A escola descobre o cinema. Essa descoberta assume várias formas. A mais comum e prosaica é o uso do cinema como dispositivo temático. Exibe-se um filme como suporte para algo que se pretende apresentar aos alunos. São abundantes hoje as indicações de filmes para se trabalhar isto ou aquilo a partir de seu conteúdo. Trabalha-se, assim, saúde, história, geografia, ecologia, ética, relações humanas com o recurso aos exemplos. Este é um uso moral do cinema, pois ele supõe sempre a existência de um modelo, de uma referência pré-dada em relação ao qual algum ajuste se propõe, tendo como resultado esperado e final uma compreensão do tema proposto. O filme como narrativa, como texto, está em segundo plano ou nem sequer é considerado.

Três

Todos os filmes são histórias de amor, diz Wim Wenders em O estado das coisas. E a relação primeira com o cinema é de paixão. O encontro com a tela e suas imagens dificilmente é significável senão como encantamento. Não responde às necessidades básicas da vida, não é essencial à sobrevivência, pode ser considerado dispensável ao cotidiano dos homens... Entretanto, encontrá-la, ser tocado por suas imagens, por esse tempo que dura, pelo movimento em transformação que apresenta nos coloca na condição do homem que busca a mulher nas estepes siberianas: você me olhou, e agora, o que fazer com isso?

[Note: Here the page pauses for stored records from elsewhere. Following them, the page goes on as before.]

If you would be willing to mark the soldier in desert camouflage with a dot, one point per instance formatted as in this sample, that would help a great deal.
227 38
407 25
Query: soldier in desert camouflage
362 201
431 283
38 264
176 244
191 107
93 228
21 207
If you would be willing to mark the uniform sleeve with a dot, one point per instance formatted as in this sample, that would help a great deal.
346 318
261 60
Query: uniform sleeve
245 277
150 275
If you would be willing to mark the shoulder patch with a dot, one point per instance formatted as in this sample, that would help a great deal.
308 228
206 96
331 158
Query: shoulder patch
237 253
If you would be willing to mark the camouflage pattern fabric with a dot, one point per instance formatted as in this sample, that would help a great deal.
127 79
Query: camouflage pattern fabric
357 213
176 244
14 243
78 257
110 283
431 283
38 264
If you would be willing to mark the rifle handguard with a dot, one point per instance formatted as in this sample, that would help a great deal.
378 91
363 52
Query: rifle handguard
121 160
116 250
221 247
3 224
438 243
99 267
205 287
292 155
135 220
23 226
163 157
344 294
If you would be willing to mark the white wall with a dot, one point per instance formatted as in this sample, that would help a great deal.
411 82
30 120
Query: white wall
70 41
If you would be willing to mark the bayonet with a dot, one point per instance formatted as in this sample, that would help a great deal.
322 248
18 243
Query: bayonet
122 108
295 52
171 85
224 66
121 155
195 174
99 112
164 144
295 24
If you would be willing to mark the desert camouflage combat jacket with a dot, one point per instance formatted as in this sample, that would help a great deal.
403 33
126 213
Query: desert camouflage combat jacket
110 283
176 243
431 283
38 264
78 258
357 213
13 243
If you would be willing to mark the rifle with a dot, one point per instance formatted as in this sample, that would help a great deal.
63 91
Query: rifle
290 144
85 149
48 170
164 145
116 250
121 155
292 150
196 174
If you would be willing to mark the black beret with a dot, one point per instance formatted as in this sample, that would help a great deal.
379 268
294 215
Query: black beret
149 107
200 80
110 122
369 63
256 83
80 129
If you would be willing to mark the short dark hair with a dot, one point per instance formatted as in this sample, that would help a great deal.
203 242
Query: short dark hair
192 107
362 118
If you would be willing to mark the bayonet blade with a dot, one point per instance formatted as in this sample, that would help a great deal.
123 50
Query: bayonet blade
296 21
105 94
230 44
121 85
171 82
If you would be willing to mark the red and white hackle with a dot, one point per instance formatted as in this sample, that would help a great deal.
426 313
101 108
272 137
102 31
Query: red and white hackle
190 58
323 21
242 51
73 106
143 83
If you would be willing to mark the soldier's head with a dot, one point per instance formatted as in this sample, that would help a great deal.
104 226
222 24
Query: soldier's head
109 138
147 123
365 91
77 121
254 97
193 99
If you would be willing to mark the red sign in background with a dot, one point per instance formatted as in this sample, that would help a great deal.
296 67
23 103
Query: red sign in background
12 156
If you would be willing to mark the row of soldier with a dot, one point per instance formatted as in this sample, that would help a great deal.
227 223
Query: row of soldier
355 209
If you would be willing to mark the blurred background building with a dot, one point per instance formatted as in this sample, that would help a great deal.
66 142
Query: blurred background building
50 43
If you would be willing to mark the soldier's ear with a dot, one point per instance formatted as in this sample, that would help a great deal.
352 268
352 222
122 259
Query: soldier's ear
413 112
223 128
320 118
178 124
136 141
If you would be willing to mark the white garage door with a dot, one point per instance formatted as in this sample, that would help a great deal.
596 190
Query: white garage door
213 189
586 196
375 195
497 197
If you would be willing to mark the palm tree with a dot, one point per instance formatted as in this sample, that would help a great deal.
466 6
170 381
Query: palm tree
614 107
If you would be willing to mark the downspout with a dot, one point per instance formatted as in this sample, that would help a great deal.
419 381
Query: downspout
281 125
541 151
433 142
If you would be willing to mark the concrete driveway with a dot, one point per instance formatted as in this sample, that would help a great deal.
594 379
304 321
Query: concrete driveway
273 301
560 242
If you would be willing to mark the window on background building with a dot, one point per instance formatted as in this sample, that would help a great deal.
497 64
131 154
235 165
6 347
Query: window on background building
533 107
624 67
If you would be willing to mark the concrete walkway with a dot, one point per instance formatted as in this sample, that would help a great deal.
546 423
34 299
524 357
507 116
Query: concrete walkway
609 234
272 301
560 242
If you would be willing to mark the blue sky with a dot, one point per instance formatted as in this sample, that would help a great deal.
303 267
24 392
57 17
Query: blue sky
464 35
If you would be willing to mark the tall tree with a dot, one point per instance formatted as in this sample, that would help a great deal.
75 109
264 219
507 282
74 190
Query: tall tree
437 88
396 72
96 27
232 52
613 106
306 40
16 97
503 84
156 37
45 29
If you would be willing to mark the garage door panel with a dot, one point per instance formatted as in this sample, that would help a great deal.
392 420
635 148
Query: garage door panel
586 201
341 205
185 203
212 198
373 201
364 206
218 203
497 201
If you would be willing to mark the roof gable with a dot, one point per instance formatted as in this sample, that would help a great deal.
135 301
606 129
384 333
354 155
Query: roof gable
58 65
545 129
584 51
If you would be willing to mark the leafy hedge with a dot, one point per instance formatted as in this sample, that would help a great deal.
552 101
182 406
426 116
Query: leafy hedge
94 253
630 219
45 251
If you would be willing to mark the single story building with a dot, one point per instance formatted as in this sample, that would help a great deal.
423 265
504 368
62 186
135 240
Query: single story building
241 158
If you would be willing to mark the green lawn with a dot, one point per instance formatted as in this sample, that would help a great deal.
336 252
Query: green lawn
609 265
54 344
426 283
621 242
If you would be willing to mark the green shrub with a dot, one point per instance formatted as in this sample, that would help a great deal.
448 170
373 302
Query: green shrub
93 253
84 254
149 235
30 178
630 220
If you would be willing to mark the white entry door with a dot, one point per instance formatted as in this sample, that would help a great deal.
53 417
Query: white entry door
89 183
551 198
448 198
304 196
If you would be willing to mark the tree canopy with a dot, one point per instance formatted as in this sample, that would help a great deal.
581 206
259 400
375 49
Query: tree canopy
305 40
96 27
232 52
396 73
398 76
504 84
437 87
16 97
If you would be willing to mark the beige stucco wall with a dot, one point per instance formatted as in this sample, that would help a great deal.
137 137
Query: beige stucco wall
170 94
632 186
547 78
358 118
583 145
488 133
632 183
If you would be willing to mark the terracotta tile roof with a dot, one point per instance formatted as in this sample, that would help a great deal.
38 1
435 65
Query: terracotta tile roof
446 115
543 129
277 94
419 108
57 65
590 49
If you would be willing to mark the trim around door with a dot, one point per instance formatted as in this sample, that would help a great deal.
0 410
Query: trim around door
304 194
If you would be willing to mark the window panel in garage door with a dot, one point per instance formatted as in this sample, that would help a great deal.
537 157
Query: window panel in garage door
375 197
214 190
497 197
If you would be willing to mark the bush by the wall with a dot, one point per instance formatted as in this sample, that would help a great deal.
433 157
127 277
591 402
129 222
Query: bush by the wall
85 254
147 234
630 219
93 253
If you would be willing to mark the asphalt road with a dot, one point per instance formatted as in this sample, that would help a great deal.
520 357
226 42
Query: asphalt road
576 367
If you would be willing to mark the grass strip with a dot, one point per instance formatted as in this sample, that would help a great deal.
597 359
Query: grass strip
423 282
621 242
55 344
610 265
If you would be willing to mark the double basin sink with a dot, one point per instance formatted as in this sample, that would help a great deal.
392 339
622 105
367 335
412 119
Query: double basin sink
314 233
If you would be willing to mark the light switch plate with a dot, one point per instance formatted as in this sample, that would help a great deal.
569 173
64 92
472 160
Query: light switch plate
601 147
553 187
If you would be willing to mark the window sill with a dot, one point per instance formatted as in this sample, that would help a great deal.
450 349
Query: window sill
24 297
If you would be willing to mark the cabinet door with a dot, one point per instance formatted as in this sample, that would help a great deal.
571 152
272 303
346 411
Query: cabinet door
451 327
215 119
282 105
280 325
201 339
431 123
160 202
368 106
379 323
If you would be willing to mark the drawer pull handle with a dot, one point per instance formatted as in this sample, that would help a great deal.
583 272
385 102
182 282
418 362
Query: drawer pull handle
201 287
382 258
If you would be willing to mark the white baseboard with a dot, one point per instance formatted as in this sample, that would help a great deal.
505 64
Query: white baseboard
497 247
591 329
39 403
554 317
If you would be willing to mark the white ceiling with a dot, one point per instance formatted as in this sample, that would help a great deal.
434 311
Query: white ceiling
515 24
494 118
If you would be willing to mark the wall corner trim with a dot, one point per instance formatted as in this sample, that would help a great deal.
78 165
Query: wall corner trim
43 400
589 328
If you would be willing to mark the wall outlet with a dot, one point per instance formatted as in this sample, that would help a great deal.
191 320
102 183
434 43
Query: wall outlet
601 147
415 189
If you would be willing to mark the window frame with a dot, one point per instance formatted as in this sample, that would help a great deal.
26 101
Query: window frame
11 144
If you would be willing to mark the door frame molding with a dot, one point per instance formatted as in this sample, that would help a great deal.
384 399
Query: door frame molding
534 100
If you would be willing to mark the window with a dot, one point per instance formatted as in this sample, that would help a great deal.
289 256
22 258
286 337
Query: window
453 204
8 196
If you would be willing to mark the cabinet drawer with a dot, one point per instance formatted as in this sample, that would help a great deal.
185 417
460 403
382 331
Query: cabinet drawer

O que fazer com essa perturbação do corpo, com essa desordem sensório-motora, com essa abundância de perceptos e de afectos que o afetam? E não se trata, nessa pergunta, de compreender nem de explicar, mas sim de saber como dispor-se ao encontro com seus ritmos, suas velocidades, suas variedades, seus fluxos, pois é na afetação que se produz nesse encontro que o corpo, tomado por essas forças que lhe chegam sem que delas tenha controle, é forçado a pensar. Um pensar que só é possível no próprio afetar-se, no habitar a diferença que se produz nesse encontro corpo-imagens. Pois a força de um filme não está na tela nem no olho de quem o vê; está no entre.

Zero

No encontro, a educação é do olhar; no encontro, o que pulsa é a possibilidade de pensar; no encontro, o que o sustenta é uma ética. Não se trata de “qual cinema” colocar na escola, mas “como” colocar o cinema na escola.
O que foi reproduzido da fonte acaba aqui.